[hybi] A WebSocket handshake

Adam Barth <ietf@adambarth.com> Tue, 05 October 2010 22:15 UTC

MIME-Version: 1.0
From: Adam Barth <ietf@adambarth.com>
Date: Tue, 05 Oct 2010 15:15:22 -0700
Message-ID: <AANLkTimQ5x-v+Mz_OHrNDdtVd94E+HOBWwo3_f1ktEeg@mail.gmail.com>
To: Hybi <hybi@ietf.org>
Content-Type: text/plain; charset="windows-1252"
Content-Transfer-Encoding: quoted-printable
Subject: [hybi] A WebSocket handshake
Precedence: list

Please find below a proposal for a new WebSocket handshake. The
handshake attempts to combine the benefits of the HTTP handshake with
the benefits of a TLS-based handshake. The handshake incorporates
ideas from a number of the other handshakes discussed previously,
including those from Maciej Stachowiak, Ian Hickson, and Greg Wilkins.
In addition to proposing a handshake, the document also contains a
threat model and a security analysis. Feedback appreciated.

Kind regards,
Adam

Pretty HTML version:

https://docs0.google.com/document/edit?id=1hRLcVc8FHsXOQvaulG2KmvGKepgFffcevyJn-dAEsrI&hl=en&authkey=COOWhaAD&pli=1

Not-so-pretty text version:

= A WebSocket Handshake =

Adam Barth
Eric Rescorla
October 5, 2010

== Introduction ==

This document describes a handshake for the WebSocket protocol that
resists cross-protocol attacks. The handshake sends a fixed sequence
of bytes and a random nonce from the client to the server to establish
two keys for a bidirectional encrypted tunnel, which the parties then
use for further communication. Although an eavesdropper can determine
the encryption keys, computing the keys requires knowledge of a
globally unique identifier, making it unlikely that an observer
unfamiliar with the the WebSocket protocol will interpret the
encrypted bytes on the wire as anything other than random bytes.
Before explaining the handshake, we present a model of the threats
posed by exposing a new network protocol to untrusted content running
in a web browser. We then work through some simple handshake designs
to build intuition for what can go wrong in a flawed design.

== Threats ==

In this document, we evaluate the risks posed by exposing the
WebSocket protocol to untrusted web content in a standard web browser.
We make the usual assumption in web security that the user visits the
attacker’s web site.

Web browsers already expose an HTTP-based networking facility to
untrusted web content. In designing WebSockets, we are concerned with
the additional risks incurred by granting the attacker additional
network privileges. We are chiefly concerned with three scenarios:

1) The attacker uses the WebSocket protocol to attack a server that
does not support the WebSocket protocol. In this scenario, we are
concerned with protecting a wide variety of servers that implement a
wide variety of protocols.

a) We do not assume the server implements any particular protocol
exactly according to its specification. Instead, we aim for “real
world” security in which servers might have a number of common bugs.

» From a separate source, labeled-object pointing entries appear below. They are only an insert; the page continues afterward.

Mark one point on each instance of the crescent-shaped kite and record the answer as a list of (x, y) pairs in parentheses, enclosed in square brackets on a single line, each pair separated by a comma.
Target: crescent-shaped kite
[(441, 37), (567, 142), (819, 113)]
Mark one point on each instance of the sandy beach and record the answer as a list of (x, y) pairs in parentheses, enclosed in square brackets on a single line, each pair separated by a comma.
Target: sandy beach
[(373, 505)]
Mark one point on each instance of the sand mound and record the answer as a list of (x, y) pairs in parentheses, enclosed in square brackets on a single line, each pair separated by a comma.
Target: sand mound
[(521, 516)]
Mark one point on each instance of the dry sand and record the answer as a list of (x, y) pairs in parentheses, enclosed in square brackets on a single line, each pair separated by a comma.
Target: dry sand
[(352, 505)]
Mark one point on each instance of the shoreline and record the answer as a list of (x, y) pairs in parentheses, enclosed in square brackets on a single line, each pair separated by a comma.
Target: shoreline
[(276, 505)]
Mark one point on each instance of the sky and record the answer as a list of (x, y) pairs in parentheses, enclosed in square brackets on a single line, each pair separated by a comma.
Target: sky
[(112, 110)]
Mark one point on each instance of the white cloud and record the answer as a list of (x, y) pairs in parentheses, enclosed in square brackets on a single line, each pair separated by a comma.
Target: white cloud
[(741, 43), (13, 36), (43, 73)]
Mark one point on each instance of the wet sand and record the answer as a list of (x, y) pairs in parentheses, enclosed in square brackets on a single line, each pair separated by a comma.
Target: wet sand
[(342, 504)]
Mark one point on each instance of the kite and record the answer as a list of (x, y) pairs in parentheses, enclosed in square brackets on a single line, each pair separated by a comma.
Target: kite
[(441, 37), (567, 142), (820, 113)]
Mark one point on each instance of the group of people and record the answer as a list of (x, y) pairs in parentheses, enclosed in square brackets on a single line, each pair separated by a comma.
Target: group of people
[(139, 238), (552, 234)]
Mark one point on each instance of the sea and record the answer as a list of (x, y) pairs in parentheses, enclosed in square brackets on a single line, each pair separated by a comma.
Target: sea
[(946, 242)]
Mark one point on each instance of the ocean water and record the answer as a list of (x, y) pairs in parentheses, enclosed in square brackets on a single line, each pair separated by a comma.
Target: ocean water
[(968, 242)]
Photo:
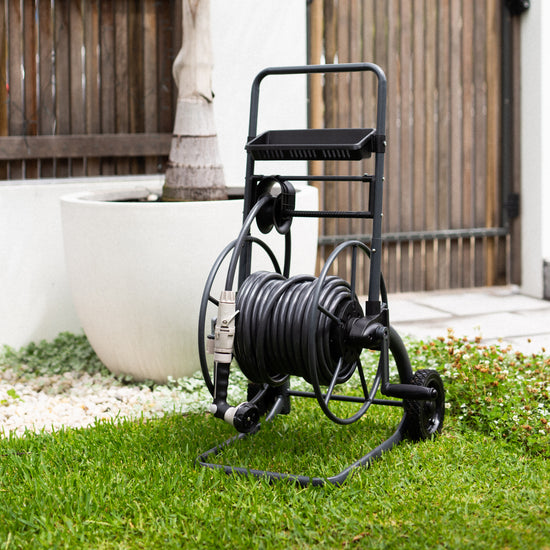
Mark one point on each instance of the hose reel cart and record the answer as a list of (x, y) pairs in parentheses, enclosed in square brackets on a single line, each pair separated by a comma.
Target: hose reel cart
[(276, 326)]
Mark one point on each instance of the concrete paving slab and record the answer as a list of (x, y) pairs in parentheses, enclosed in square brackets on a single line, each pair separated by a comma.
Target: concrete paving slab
[(475, 302)]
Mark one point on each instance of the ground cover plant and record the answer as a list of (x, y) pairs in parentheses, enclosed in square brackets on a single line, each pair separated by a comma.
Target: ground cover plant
[(483, 483)]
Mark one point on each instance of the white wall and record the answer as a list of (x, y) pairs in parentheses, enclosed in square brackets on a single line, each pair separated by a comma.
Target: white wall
[(248, 35), (535, 145)]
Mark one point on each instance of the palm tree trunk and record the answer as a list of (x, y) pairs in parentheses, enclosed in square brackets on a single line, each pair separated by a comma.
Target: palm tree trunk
[(194, 170)]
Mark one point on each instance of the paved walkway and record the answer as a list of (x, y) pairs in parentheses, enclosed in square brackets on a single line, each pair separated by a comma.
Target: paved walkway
[(496, 313)]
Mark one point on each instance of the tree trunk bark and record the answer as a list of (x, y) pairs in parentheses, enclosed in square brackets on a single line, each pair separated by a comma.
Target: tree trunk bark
[(194, 171)]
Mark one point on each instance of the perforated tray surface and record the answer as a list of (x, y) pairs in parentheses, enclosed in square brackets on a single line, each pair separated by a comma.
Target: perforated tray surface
[(316, 144)]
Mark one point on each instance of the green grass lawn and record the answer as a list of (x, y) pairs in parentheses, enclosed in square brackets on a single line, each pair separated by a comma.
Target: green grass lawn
[(483, 483)]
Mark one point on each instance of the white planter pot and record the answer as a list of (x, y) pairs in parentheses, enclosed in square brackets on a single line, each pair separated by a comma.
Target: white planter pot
[(137, 272)]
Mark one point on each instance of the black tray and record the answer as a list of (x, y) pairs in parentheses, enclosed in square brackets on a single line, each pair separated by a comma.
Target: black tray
[(317, 144)]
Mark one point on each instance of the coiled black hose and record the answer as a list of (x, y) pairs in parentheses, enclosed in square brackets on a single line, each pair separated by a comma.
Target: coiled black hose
[(272, 330)]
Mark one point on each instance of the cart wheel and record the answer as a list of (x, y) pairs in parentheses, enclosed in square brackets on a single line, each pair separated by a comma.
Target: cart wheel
[(425, 418)]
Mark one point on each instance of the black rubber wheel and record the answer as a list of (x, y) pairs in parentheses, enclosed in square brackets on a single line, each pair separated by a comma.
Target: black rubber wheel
[(425, 418)]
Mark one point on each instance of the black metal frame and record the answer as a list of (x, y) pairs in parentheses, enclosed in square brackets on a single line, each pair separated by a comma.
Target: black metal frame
[(373, 331)]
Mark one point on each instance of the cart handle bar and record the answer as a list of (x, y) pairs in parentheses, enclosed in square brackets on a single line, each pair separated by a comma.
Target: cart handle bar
[(310, 69)]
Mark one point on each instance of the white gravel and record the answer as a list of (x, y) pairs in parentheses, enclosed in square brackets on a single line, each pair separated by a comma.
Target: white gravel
[(80, 400)]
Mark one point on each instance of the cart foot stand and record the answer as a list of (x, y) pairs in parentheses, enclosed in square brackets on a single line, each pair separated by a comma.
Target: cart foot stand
[(276, 326)]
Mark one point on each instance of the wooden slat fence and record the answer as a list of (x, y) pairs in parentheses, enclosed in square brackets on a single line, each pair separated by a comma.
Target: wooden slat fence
[(442, 203), (96, 70)]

b) We do not assume the server uses a strong authentication
scheme. In particular, we are concerned with protecting servers that
rely on connectivity alone for authentication (e.g., inside a
corporate intranet). Although using strong authentication is a best
practice, strong authentication is far from universal in deployments.

2) The attacker uses other network facilities in the browser to attack
a WebSocket server. For example, the attacker might use and HTML form
element to generate an HTTP message targeted at a WebSocket server.
In this scenario, do not assume the WebSocket server follows the
WebSocket protocol specification in every detail. Instead, we seek to
protect WebSocket servers that contain some implementation errors. Of
course, we cannot hope to protect servers with arbitrary
implementation errors (e.g., memory safety errors), but, when given a
choice, we prefer protocols whose security is robust to sloppy
implementation. We are concern with two kinds of attacks in this
model:

a) The attacker crafts an HTTP request that confuses the WebSocket
server into performing an undesirable mutation to its internal state.

b) The attacker crafts an HTTP request that confuses the WebSocket
server into responding with content that the browser then interprets
to the detriment of the server (e.g., allows the attacker to mount a
cross-site scripting attack against the server’s origin).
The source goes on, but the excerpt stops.